In particular, behavioral science studies the way that emotions, the environment and social factors influence our decisions. Behavioral science is particularly interested in how heuristics, biases and framing can lead us to make “irrational” decisions.
Behavioral science borrows heavily from the methodologies developed in the social sciences, mainly running experiments using randomized control trials that allow us to make causal inferences about specific mechanisms that drive human behavior. Behavioral scientists run experiments to understand human actions: why people do things, not just observe what they did.
Behavioral science influences better decision making
Even though people can and often do make “irrational” decisions, when it comes to human actions, it turns out there’s a method to the madness of decision making. Because there are “predictable” patterns in our irrationality, once we understand these patterns of human behavior, we can use them to design environments that help people make better decisions. Applied behavioral science can have a positive influence on decision making, whether it be in the realm of public policy, designing products and marketing, or developing personal habits.
Decision making often runs on Autopilot. When studying human behavior, behavioral scientists have found that humans make 95% of their decisions using mental shortcuts or rules of thumb. Anytime you design a space where a human must make a choice, whether it be a marketing landing page or a school cafeteria, you are creating what behavioral scientists call the “choice architecture.” No matter how you design your choice architecture, you will be influencing people’s decision making, intentionally or not.
Influencing decisions through choice architecture
Behavioral science provides you with two significant tools for improving your choice architecture and influencing decision making: Nudges and running experiments.
- Nudges: Are tried and true solutions behavioral scientists have come up with that shape the choice architecture to help people make the right decision. (Rather famously this concept of behavioral economics was introduced more broadly to the public with the publication of the book Nudge: Improving Decisions About Health, Wealth and Happiness)
- Experiments: Are a controlled way for behavioral scientists to establish baselines, isolate variables that change human behavior and provide evidence that your idea for changing the choice architecture is working.
Using behavioral science to obtain more predictable results in decision making
If you can harness a better understanding of HOW & WHY people make decisions (i.e., what some of these “rules of thumbs” are for decision making), you can design better behavioral science experiments. Applied behavioral science has significant benefits over the traditional “Mad Men” approach of throwing ideas at the wall and praying that something sticks.

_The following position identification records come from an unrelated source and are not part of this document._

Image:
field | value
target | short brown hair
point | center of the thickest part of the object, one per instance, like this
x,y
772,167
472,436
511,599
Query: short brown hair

Applied behavioral science allows you to deploy solutions that are backed by scientific evidence and helps you to know exactly why your last idea succeeded in influencing decision making as well as quantify the effect on human behavior.

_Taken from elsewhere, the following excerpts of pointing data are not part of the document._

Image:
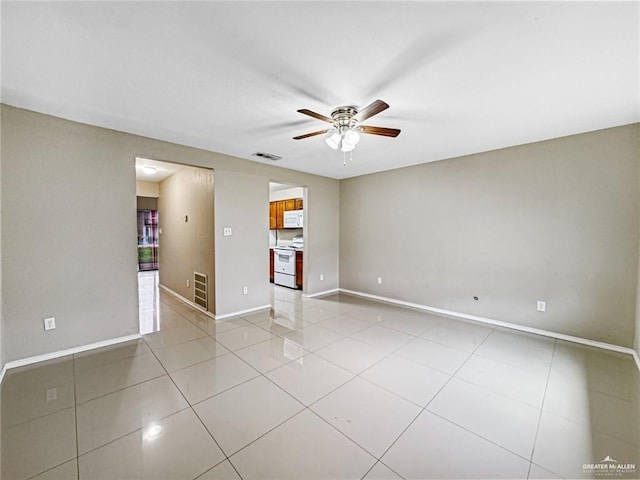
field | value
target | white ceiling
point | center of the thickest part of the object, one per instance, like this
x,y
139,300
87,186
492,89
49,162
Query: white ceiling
x,y
460,77
163,170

Popular experiments in behavioral science
There are over 290+ experiments done in the field of behavioral science showcasing the irrationality of human behavior. Below are a few of the most replicated/significant interventions in behavioral science:
- Loss aversion: In behavioral science, loss aversion suggests that for individuals the pain of losing is psychologically twice as powerful as the pleasure of gaining. Behavioral scientists have used loss aversion in the study of human behavior, showing why penalty frames are sometimes more effective than reward frames in motivating human behavior (Gächter et al., 2009). The website Stickk, for example, influences human behavior by allowing people to commit to a positive behavior change (e.g. give up junk food), which may be coupled with the fear of loss — a cash penalty in the case of noncompliance.
- Endowment effect: This bias occurs when we overvalue something that we own, regardless of its objective market value (Kahneman et al., 1991). It is evident when people become relatively reluctant to part with a good they own for its cash equivalent, or if the amount that people are willing to pay for the good is lower than what they are willing to accept when selling it.
- Choice overload: Behavioral scientists describe choice overload as a result of too many choices being available to consumers. In applied behavioral science, having too many choices is associated with unhappiness (Schwartz, 2004), decision fatigue, going with the default option, as well as choice deferral — avoiding decision making altogether, such as not buying a product (Iyengar & Lepper, 2000).
When behavioral science backfires
At a glance, behavioral science sounds easy enough — just go to Wikipedia, choose any of the hundreds of behavioral science interventions and you’ll get people to behave just the way you want them to. Wrong. At best, that won’t work; at worst, you’ll sabotage results and your good name.
How is behavioral science different from social science?
Both behavioral science and social science study human behavior. Although the terms behavioral science and social science are often used interchangeably, the areas differ in scope, subject and methodologies. Social science focuses on the social context. There is overlap with behavioral science, but generally, social science explores social processes, organizations and institutions.
Behavior science tries to understand why people do what they do and often seeks to generalize about human behavior as it relates to society. Behavioral science explores the cognitive processes, especially decision making and communication, through systematic analysis of human behavior.
Unlike social scientists, behavioral scientists collect empirical data and use experimental methods, including testing, controls and manipulated settings.
Social science studies human behavior in different social contexts
The social sciences study society as a whole, instead of focusing on individual differences in decision-making or communication. Sociology, for example, explores groups of individuals within social institutions, for example, family, religion, politics, education and economy.
Where behavioral science experiments in order to collect empirical data, social science uses techniques like observation, self-reporting surveys, or interviews. Behavioral scientists manipulate the context to identify and measure the effects of these manipulations on the subject’s decision-making. When something is manipulated and controlled, there is higher confidence that the systematic manipulation and control caused the outcome.
Getting a degree in Behavioral Science
Behavioral science degrees are available from multiple institutions and often encompass social psychology as an integral field of study. People who get Behavioral Science degrees often work in human services or public health and occasionally within the criminal justice system.